Adding a Kafka Connection¶

Prerequisites¶

A user with sufficient permissions is required to establish a connection with Kafka.
Zeenea traffic flows towards the data source must be open.

Target	Protocol	Usual Ports
Kafka Broker	TCP	9092
Kafka Schema Registry	HTTP, HTTPS	80, 443, 8081

Note

You can find a link to the configuration template in Zeenea Connector Downloads.

Supported Versions¶

The connector was developed and tested with Kafka Server version 2.8.0 and is compatible with 3.0 and earlier.

Installing the Plugin¶

The Kafka connector is available as a plugin and can be downloaded here: Zeenea Connector Downloads.

For more information on how to install a plugin, please refer to the following article: Installing and Configuring Connectors as a Plugin.

Declaring the Connection¶

Creating and configuring connectors is done through a dedicated configuration file located in the /connections folder of the relevant scanner.

Read more: Managing Connections

In order to establish a connection with a Kafka instance, specifying the following parameters in the dedicated file is required:

Parameter	Expected value
`name`	The name that will be displayed to catalog users for this connection.
`code`	The unique identifier of the connection on the Zeenea platform.

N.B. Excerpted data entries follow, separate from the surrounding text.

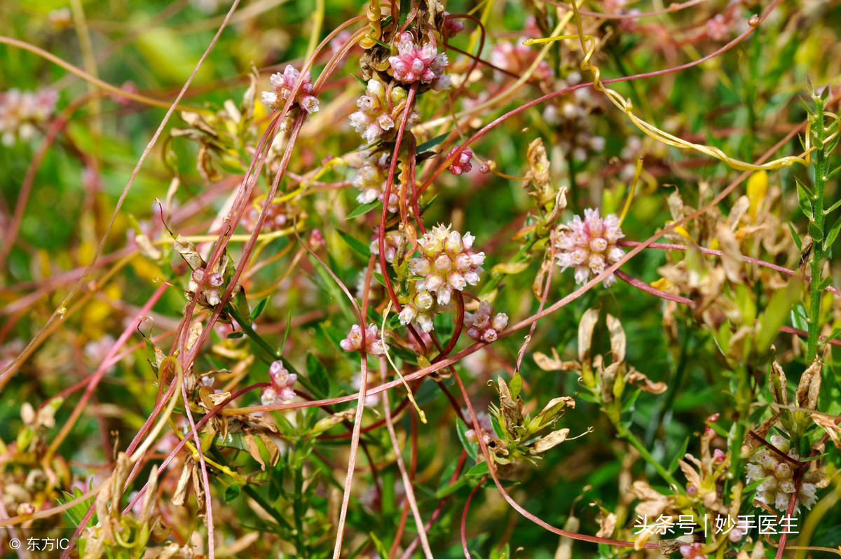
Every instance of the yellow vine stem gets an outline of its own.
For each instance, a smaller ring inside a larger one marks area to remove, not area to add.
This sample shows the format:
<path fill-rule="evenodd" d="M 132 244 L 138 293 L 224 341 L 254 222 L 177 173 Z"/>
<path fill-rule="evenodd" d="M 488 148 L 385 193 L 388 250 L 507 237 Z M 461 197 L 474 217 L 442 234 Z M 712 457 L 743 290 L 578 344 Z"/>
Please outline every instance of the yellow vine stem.
<path fill-rule="evenodd" d="M 631 181 L 631 188 L 628 189 L 628 197 L 625 199 L 625 207 L 622 208 L 622 214 L 619 216 L 619 224 L 625 221 L 625 216 L 628 214 L 631 208 L 631 201 L 633 200 L 634 192 L 637 192 L 637 183 L 639 182 L 639 176 L 643 172 L 643 158 L 637 160 L 637 171 L 634 171 L 633 180 Z"/>
<path fill-rule="evenodd" d="M 161 361 L 161 368 L 164 367 L 164 365 L 167 362 L 174 363 L 176 377 L 173 378 L 173 382 L 176 382 L 175 386 L 180 386 L 182 382 L 184 382 L 184 370 L 181 367 L 181 363 L 178 360 L 172 356 L 165 357 L 163 361 Z M 162 378 L 162 375 L 161 375 Z M 152 443 L 163 430 L 164 425 L 170 419 L 170 416 L 172 414 L 172 410 L 175 409 L 175 404 L 178 402 L 178 390 L 175 389 L 172 391 L 172 395 L 170 396 L 169 402 L 167 404 L 167 409 L 164 411 L 161 419 L 155 425 L 155 427 L 151 431 L 149 432 L 149 435 L 146 440 L 143 441 L 143 444 L 137 447 L 135 453 L 129 456 L 129 464 L 134 464 L 138 460 L 140 460 L 149 447 L 151 446 Z M 87 493 L 77 497 L 76 498 L 67 501 L 64 504 L 57 505 L 55 507 L 50 507 L 49 509 L 40 510 L 34 514 L 27 514 L 26 516 L 12 516 L 8 519 L 0 519 L 0 528 L 4 526 L 13 526 L 15 525 L 23 524 L 24 522 L 29 522 L 32 520 L 37 520 L 39 519 L 45 519 L 50 516 L 55 516 L 56 514 L 61 514 L 61 513 L 70 510 L 73 507 L 82 503 L 85 503 L 87 499 L 92 497 L 96 497 L 99 494 L 99 492 L 103 490 L 106 486 L 112 483 L 112 478 L 106 479 L 102 483 L 98 485 L 93 489 L 91 489 Z"/>
<path fill-rule="evenodd" d="M 175 425 L 175 422 L 172 421 L 172 418 L 167 418 L 167 419 L 169 419 L 168 420 L 169 426 L 172 430 L 172 432 L 175 433 L 175 435 L 178 437 L 178 440 L 184 440 L 184 437 L 186 435 L 183 435 L 180 430 L 178 430 L 178 427 Z M 193 443 L 191 443 L 188 440 L 184 440 L 184 446 L 187 446 L 187 448 L 189 449 L 190 452 L 193 453 L 193 459 L 198 461 L 198 450 L 193 446 Z M 203 444 L 202 446 L 204 447 L 204 445 Z M 202 450 L 204 451 L 204 448 Z M 209 458 L 207 455 L 204 456 L 204 461 L 206 461 L 210 466 L 213 466 L 217 470 L 220 470 L 220 472 L 222 472 L 222 473 L 230 476 L 230 477 L 237 483 L 243 483 L 246 482 L 246 478 L 243 477 L 241 474 L 234 472 L 233 470 L 231 470 L 227 466 L 225 466 L 224 464 L 220 464 L 218 462 L 214 461 L 213 460 Z"/>
<path fill-rule="evenodd" d="M 810 145 L 810 125 L 807 124 L 806 129 L 806 140 L 805 140 L 805 150 L 800 156 L 789 156 L 786 157 L 782 157 L 780 159 L 776 159 L 768 163 L 763 165 L 754 165 L 752 163 L 748 163 L 738 159 L 730 157 L 722 150 L 717 147 L 711 145 L 705 145 L 703 144 L 694 144 L 692 142 L 686 141 L 681 138 L 672 135 L 664 130 L 661 130 L 653 124 L 651 124 L 645 120 L 640 119 L 633 113 L 633 105 L 631 103 L 630 99 L 625 99 L 618 92 L 606 87 L 600 80 L 600 71 L 599 67 L 594 64 L 590 64 L 590 59 L 593 56 L 593 53 L 595 51 L 596 47 L 596 39 L 591 35 L 587 34 L 584 32 L 584 28 L 581 25 L 581 17 L 578 11 L 578 6 L 576 3 L 572 3 L 573 13 L 575 19 L 575 25 L 578 28 L 577 34 L 563 34 L 563 35 L 553 35 L 551 37 L 543 37 L 541 39 L 529 39 L 523 41 L 523 45 L 540 45 L 543 43 L 548 43 L 556 40 L 565 40 L 569 39 L 578 39 L 581 45 L 581 50 L 584 53 L 584 60 L 581 61 L 581 70 L 589 71 L 593 75 L 593 87 L 599 92 L 601 92 L 607 98 L 613 103 L 616 108 L 624 113 L 628 119 L 634 124 L 637 128 L 642 130 L 646 134 L 651 136 L 654 140 L 660 141 L 667 145 L 671 145 L 681 150 L 695 150 L 696 151 L 700 151 L 706 156 L 714 157 L 719 161 L 724 161 L 728 166 L 733 169 L 739 171 L 775 171 L 777 169 L 781 169 L 783 167 L 787 167 L 795 163 L 800 163 L 804 166 L 808 166 L 810 162 L 810 154 L 815 149 Z M 834 115 L 833 115 L 834 117 Z M 838 134 L 836 132 L 835 134 Z M 834 135 L 834 134 L 833 134 Z M 829 139 L 828 139 L 829 140 Z"/>
<path fill-rule="evenodd" d="M 23 49 L 24 50 L 29 50 L 29 52 L 34 53 L 34 54 L 38 55 L 39 56 L 40 56 L 41 58 L 45 58 L 45 59 L 50 61 L 50 62 L 52 62 L 56 66 L 61 66 L 61 67 L 64 68 L 65 70 L 66 70 L 70 73 L 75 74 L 76 76 L 78 76 L 82 80 L 85 80 L 86 82 L 93 83 L 93 85 L 97 86 L 100 89 L 103 89 L 103 90 L 105 90 L 107 92 L 109 92 L 111 93 L 114 93 L 115 95 L 119 95 L 120 97 L 124 97 L 124 98 L 127 98 L 129 99 L 131 99 L 132 101 L 136 101 L 137 103 L 144 103 L 145 105 L 150 105 L 151 107 L 160 107 L 161 108 L 169 108 L 172 106 L 172 103 L 167 103 L 166 101 L 158 101 L 157 99 L 153 99 L 152 98 L 146 97 L 145 95 L 140 95 L 138 93 L 132 93 L 130 92 L 123 91 L 119 87 L 116 87 L 114 86 L 112 86 L 110 83 L 108 83 L 107 82 L 103 82 L 99 78 L 95 77 L 93 76 L 91 76 L 90 74 L 88 74 L 87 72 L 84 71 L 83 70 L 80 70 L 79 68 L 77 68 L 72 64 L 71 64 L 71 63 L 69 63 L 69 62 L 67 62 L 66 61 L 61 60 L 61 58 L 59 58 L 56 55 L 54 55 L 52 53 L 50 53 L 50 52 L 47 52 L 44 49 L 40 49 L 40 48 L 35 46 L 34 45 L 30 45 L 29 43 L 26 43 L 24 41 L 18 40 L 17 39 L 12 39 L 11 37 L 6 37 L 6 36 L 3 36 L 3 35 L 0 35 L 0 45 L 8 45 L 10 46 L 16 46 L 19 49 Z M 204 114 L 213 114 L 214 113 L 213 111 L 211 111 L 210 109 L 204 108 L 180 107 L 179 106 L 178 108 L 179 109 L 184 109 L 184 110 L 190 110 L 190 111 L 193 111 L 195 113 L 202 113 Z"/>
<path fill-rule="evenodd" d="M 385 348 L 385 358 L 389 360 L 389 364 L 391 365 L 392 368 L 394 369 L 394 372 L 396 372 L 397 376 L 400 377 L 401 381 L 403 381 L 403 386 L 406 387 L 406 395 L 409 397 L 409 401 L 412 403 L 413 406 L 415 406 L 415 411 L 418 413 L 418 417 L 420 418 L 420 421 L 422 423 L 426 423 L 426 414 L 423 413 L 423 410 L 420 409 L 420 406 L 419 406 L 418 403 L 415 401 L 415 396 L 412 394 L 412 389 L 409 388 L 409 383 L 406 382 L 406 379 L 403 377 L 403 375 L 400 374 L 400 370 L 397 368 L 397 366 L 394 365 L 394 361 L 391 360 L 391 355 L 389 353 L 389 346 L 385 345 L 385 321 L 388 319 L 389 313 L 390 311 L 391 301 L 389 301 L 389 306 L 385 308 L 385 312 L 383 313 L 383 327 L 379 330 L 379 340 L 383 342 L 383 347 Z"/>

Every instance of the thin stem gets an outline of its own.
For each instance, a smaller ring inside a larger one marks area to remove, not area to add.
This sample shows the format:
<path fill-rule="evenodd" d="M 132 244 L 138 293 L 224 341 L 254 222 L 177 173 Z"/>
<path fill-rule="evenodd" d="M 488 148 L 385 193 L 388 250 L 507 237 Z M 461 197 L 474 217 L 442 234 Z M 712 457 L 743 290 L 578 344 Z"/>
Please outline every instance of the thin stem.
<path fill-rule="evenodd" d="M 807 361 L 809 363 L 817 356 L 817 335 L 821 330 L 821 274 L 827 248 L 824 242 L 826 215 L 823 213 L 823 187 L 827 181 L 827 153 L 823 149 L 826 129 L 823 127 L 823 101 L 820 98 L 815 99 L 815 116 L 812 124 L 815 147 L 817 148 L 815 156 L 814 192 L 812 199 L 812 214 L 815 216 L 812 224 L 820 234 L 820 239 L 815 238 L 812 248 L 812 284 L 809 289 L 809 336 L 806 351 Z"/>

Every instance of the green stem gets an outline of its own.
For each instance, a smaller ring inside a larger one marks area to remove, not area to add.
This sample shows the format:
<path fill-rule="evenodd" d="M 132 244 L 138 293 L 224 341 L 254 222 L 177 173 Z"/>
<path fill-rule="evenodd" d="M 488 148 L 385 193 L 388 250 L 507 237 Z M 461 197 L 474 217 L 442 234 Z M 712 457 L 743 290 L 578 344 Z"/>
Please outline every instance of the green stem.
<path fill-rule="evenodd" d="M 812 199 L 814 220 L 812 225 L 817 235 L 812 235 L 814 245 L 812 258 L 812 282 L 809 290 L 809 333 L 807 341 L 806 358 L 811 363 L 817 356 L 817 335 L 821 330 L 821 274 L 823 267 L 823 257 L 826 246 L 823 240 L 826 238 L 826 215 L 823 213 L 823 187 L 827 176 L 827 153 L 823 141 L 826 138 L 826 129 L 823 124 L 823 100 L 815 99 L 815 116 L 812 121 L 812 134 L 815 142 L 815 183 L 814 196 Z M 812 228 L 810 228 L 812 229 Z"/>
<path fill-rule="evenodd" d="M 633 433 L 629 431 L 619 422 L 616 422 L 614 425 L 616 428 L 616 434 L 631 443 L 631 445 L 639 452 L 640 456 L 643 456 L 647 462 L 651 464 L 652 467 L 653 467 L 657 473 L 660 474 L 660 477 L 665 480 L 669 485 L 675 486 L 680 493 L 683 493 L 683 486 L 678 483 L 678 481 L 674 479 L 674 477 L 669 473 L 669 471 L 666 470 L 666 468 L 664 468 L 660 462 L 655 460 L 653 456 L 651 456 L 651 453 L 648 452 L 648 449 L 647 449 L 643 443 L 639 441 L 639 439 L 634 436 Z"/>

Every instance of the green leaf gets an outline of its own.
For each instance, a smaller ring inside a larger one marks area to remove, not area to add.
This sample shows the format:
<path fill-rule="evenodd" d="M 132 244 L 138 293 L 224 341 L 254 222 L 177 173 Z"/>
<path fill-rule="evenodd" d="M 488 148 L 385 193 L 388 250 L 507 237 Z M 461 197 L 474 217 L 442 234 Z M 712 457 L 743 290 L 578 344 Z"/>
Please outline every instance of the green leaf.
<path fill-rule="evenodd" d="M 240 486 L 239 485 L 230 485 L 225 490 L 225 502 L 230 503 L 237 497 L 240 496 Z"/>
<path fill-rule="evenodd" d="M 307 354 L 307 378 L 309 379 L 309 382 L 312 383 L 313 388 L 317 393 L 313 394 L 314 396 L 329 398 L 330 377 L 327 375 L 327 369 L 312 353 Z"/>
<path fill-rule="evenodd" d="M 420 154 L 423 153 L 424 151 L 429 151 L 432 148 L 441 144 L 441 142 L 444 141 L 444 138 L 447 138 L 447 136 L 448 136 L 449 134 L 450 134 L 449 132 L 445 132 L 440 136 L 436 136 L 432 140 L 427 140 L 423 144 L 420 144 L 420 145 L 418 145 L 417 153 Z"/>
<path fill-rule="evenodd" d="M 774 338 L 780 332 L 780 327 L 789 315 L 791 305 L 800 298 L 801 287 L 801 282 L 792 277 L 787 286 L 774 292 L 765 312 L 759 316 L 754 345 L 757 354 L 763 355 L 770 347 Z"/>
<path fill-rule="evenodd" d="M 812 207 L 813 195 L 800 179 L 795 178 L 795 182 L 797 183 L 797 203 L 800 204 L 800 209 L 809 221 L 812 221 L 815 219 L 815 211 Z"/>
<path fill-rule="evenodd" d="M 828 249 L 833 245 L 833 243 L 838 239 L 839 230 L 841 230 L 841 217 L 838 217 L 829 229 L 829 233 L 827 234 L 827 240 L 823 241 L 824 249 Z"/>
<path fill-rule="evenodd" d="M 797 245 L 797 250 L 802 250 L 803 241 L 800 240 L 800 236 L 797 235 L 797 232 L 794 230 L 794 225 L 791 224 L 791 221 L 786 222 L 786 224 L 789 226 L 789 231 L 791 232 L 791 238 L 794 239 L 794 244 Z"/>
<path fill-rule="evenodd" d="M 517 399 L 517 396 L 520 395 L 520 391 L 523 388 L 523 377 L 520 376 L 520 373 L 514 375 L 511 382 L 508 383 L 508 389 L 511 393 L 511 398 Z"/>
<path fill-rule="evenodd" d="M 257 318 L 262 314 L 263 310 L 266 309 L 266 305 L 268 304 L 269 298 L 271 298 L 271 297 L 267 297 L 263 300 L 260 301 L 256 307 L 254 307 L 254 309 L 251 310 L 251 322 L 257 320 Z"/>
<path fill-rule="evenodd" d="M 411 9 L 411 0 L 400 0 L 400 15 L 397 20 L 400 25 L 403 25 L 403 24 L 405 23 L 406 18 L 409 17 L 409 12 Z"/>
<path fill-rule="evenodd" d="M 374 200 L 373 202 L 369 202 L 368 203 L 363 203 L 363 204 L 362 204 L 360 206 L 357 206 L 356 209 L 354 209 L 352 212 L 351 212 L 350 214 L 348 214 L 347 217 L 345 218 L 345 219 L 346 220 L 347 220 L 347 219 L 352 219 L 353 218 L 357 218 L 360 215 L 364 215 L 365 214 L 368 214 L 368 212 L 370 212 L 372 209 L 373 209 L 374 208 L 376 208 L 378 205 L 379 205 L 379 201 L 378 200 Z M 340 233 L 341 233 L 341 231 L 340 231 Z"/>
<path fill-rule="evenodd" d="M 353 249 L 354 252 L 366 260 L 371 257 L 370 249 L 362 241 L 353 238 L 344 231 L 339 231 L 338 233 L 344 241 L 347 243 L 347 245 Z"/>
<path fill-rule="evenodd" d="M 815 242 L 823 240 L 823 231 L 822 231 L 817 225 L 815 224 L 814 221 L 809 222 L 809 235 L 812 235 L 812 238 L 815 240 Z"/>
<path fill-rule="evenodd" d="M 456 421 L 456 431 L 458 433 L 458 440 L 461 441 L 462 446 L 464 447 L 464 451 L 468 453 L 468 456 L 475 461 L 479 458 L 479 449 L 476 443 L 468 440 L 467 432 L 470 429 L 473 429 L 473 427 L 468 427 L 461 419 Z"/>
<path fill-rule="evenodd" d="M 467 471 L 465 476 L 484 476 L 488 473 L 488 462 L 479 462 Z"/>
<path fill-rule="evenodd" d="M 377 536 L 373 535 L 373 532 L 370 532 L 369 535 L 371 536 L 371 541 L 373 542 L 373 546 L 377 550 L 377 553 L 379 555 L 379 556 L 388 557 L 389 550 L 385 549 L 385 546 L 383 545 L 383 542 L 380 541 L 377 538 Z"/>

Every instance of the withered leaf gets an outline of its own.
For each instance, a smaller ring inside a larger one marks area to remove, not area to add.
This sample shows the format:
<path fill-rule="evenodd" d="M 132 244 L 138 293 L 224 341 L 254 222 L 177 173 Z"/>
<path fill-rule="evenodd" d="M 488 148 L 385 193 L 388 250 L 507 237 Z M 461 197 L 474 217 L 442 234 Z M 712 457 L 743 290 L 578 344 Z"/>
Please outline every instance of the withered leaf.
<path fill-rule="evenodd" d="M 631 372 L 625 377 L 625 381 L 630 382 L 631 384 L 635 384 L 643 390 L 652 394 L 662 394 L 669 388 L 665 382 L 654 382 L 643 373 L 637 371 L 636 369 L 631 370 Z"/>
<path fill-rule="evenodd" d="M 187 265 L 190 266 L 190 269 L 198 270 L 198 268 L 204 267 L 204 259 L 202 258 L 200 254 L 198 254 L 196 245 L 188 241 L 182 235 L 179 235 L 177 236 L 172 243 L 172 245 L 176 251 L 181 255 L 181 257 L 184 259 L 184 261 L 187 262 Z"/>
<path fill-rule="evenodd" d="M 558 351 L 552 348 L 552 357 L 540 351 L 534 352 L 534 362 L 543 371 L 580 371 L 581 365 L 574 361 L 561 361 Z"/>
<path fill-rule="evenodd" d="M 800 377 L 796 393 L 797 406 L 807 409 L 817 407 L 817 396 L 821 392 L 821 371 L 823 361 L 816 359 Z"/>
<path fill-rule="evenodd" d="M 579 361 L 582 363 L 590 361 L 590 350 L 593 344 L 593 329 L 599 319 L 597 309 L 588 309 L 579 323 Z"/>
<path fill-rule="evenodd" d="M 508 434 L 511 437 L 516 439 L 518 435 L 515 427 L 519 427 L 523 424 L 522 411 L 514 398 L 511 398 L 511 393 L 508 389 L 505 381 L 502 380 L 502 377 L 498 377 L 497 382 L 500 388 L 500 409 L 502 411 L 505 430 L 508 431 Z"/>
<path fill-rule="evenodd" d="M 532 454 L 546 452 L 550 448 L 560 445 L 567 440 L 568 435 L 569 435 L 569 430 L 567 428 L 558 429 L 557 431 L 552 431 L 545 437 L 534 443 L 531 450 Z"/>
<path fill-rule="evenodd" d="M 613 362 L 621 363 L 625 361 L 625 330 L 622 323 L 612 314 L 607 315 L 607 330 L 611 333 L 611 350 L 613 351 Z"/>
<path fill-rule="evenodd" d="M 841 439 L 838 438 L 838 434 L 841 433 L 841 427 L 836 425 L 834 421 L 822 414 L 810 414 L 809 417 L 817 425 L 823 428 L 823 430 L 829 435 L 829 439 L 835 445 L 835 447 L 841 449 Z"/>
<path fill-rule="evenodd" d="M 722 263 L 727 279 L 733 283 L 743 283 L 744 258 L 739 251 L 736 235 L 724 224 L 718 224 L 718 244 L 722 248 Z"/>

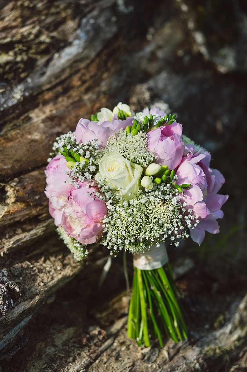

Once registered on the platform, this code must not be modified or the connection will be considered as new and the old one removed from the scanner.
`connector_id`	The type of connector to be used for the connection. Here, the value must be `kafka` and this value must not be modified.
`connection.bootstrap_servers`	A comma-separated list of host:port pairs to use for establishing the initial connection to the Kafka cluster. Example: `broker1.example.com:9092,broker2.example.com:9092`
`connection.security_protocol`	Protocol used to communicate with brokers. (Property security.protocol of Kafka Client). Valid values are: `PLAINTEXT`, `SSL`. (`SASL_PLAINTEXT`, `SASL_SSL` coming soon). Default: `PLAINTEXT`
`connection.schema_registry_url`	Kafka schema registry URL with the protocol (example: `http://schema-registry.example.com:8081`)
`connection.username`	Username for Schema Registry basic authentication
`connection.password`	Password for Schema Registry basic authentication
`connection.api_key`	API key name for Schema Registry API authentication
`connection.api_secret`	API key secret for Schema Registry API authentication
`inventory.strategy`	Inventory strategy. Possible values `topic_sample` or `schema_registry` depend on the desired mechanism for retrieving topic schemas.
`inventory.sampling_size`	Number of messages sampled by topic (default value `1000`).
`inventory.topic_exclude`	(Optional: default value is `_`) Name of topics to ignore in the form of a list of patterns separated by spaces. Each pattern can be a regular expression or a simple pattern (or `glob`) according to the `regex:` or `glob:` prefix. If no prefix is specified, the `glob` type is assumed. If one of the patterns matches the full name of the topic, it will be ignored. The operation is similar to that of the `~` operator in filters. Example: `_ glob:test* regex:._(test\\|tu)_.`
`tls.truststore.path`	The Trust Store file path. This file must be provided in case TLS encryption is activated (protocol https) and when certificates of Kafka servers are delivered by a specific authority. It must contain the certification chain.
`tls.truststore.password`	Password of the trust store file
`tls.truststore.type`	Type of the trust store file. (`PKCS12` or `JKS`). Default value is discovered from the file extension.
`tls.keystore.path`	The key store file path. This file must be provided in case TLS encryption is activated (protocol https) and when certificates of Kafka servers are delivered by a specific authority. It must contain the certification chain.
`tls.keystore.password`	Password of the key store file
`tls.keystore.type`	Type of the sey store file (`PKCS12` or `JKS`). Default value is discovered from the file extension.
`tls.key.password`	Password of the private key (if different from the key store password)

Note

A template of the configuration file is available in this repository.

Data Extraction¶

Topic Sample¶

The connector reads each topic to retrieve the last inventory.sampling_size messages to extract the schema. These messages must be in Avro format. Thus, it retrieves a sample of data to identify the schema used.

Schema Registry¶

The connector will retrieve from the schema registry the topics whose name is suffixed by -key and -value to determine the list of topics and the list of their fields.

Collected Metadata¶

Inventory¶

Will collect the list of topics and its fields.

Dataset¶

A dataset is a topic.

Name
Source Description
Technical Data:
- Topic Format (topic_sample)
- Schema Key Type (schema_registry)
- Schema Key Version (schema_registry)
- Schema Value Type (schema_registry)
- Schema Value Version (schema_registry)

Field¶

Topic field.

Name
Source Description
Type
Can be null: yes, by default
Multivalued: Not supported. Default value false.
Primary Key: Not supported. Default value false.
Technical Metadata:
- Schema Name (schema_registry)

Object Identification Keys¶

An identification key is associated with each object in the catalog. In the case of the object being created by a connector, the connector builds it.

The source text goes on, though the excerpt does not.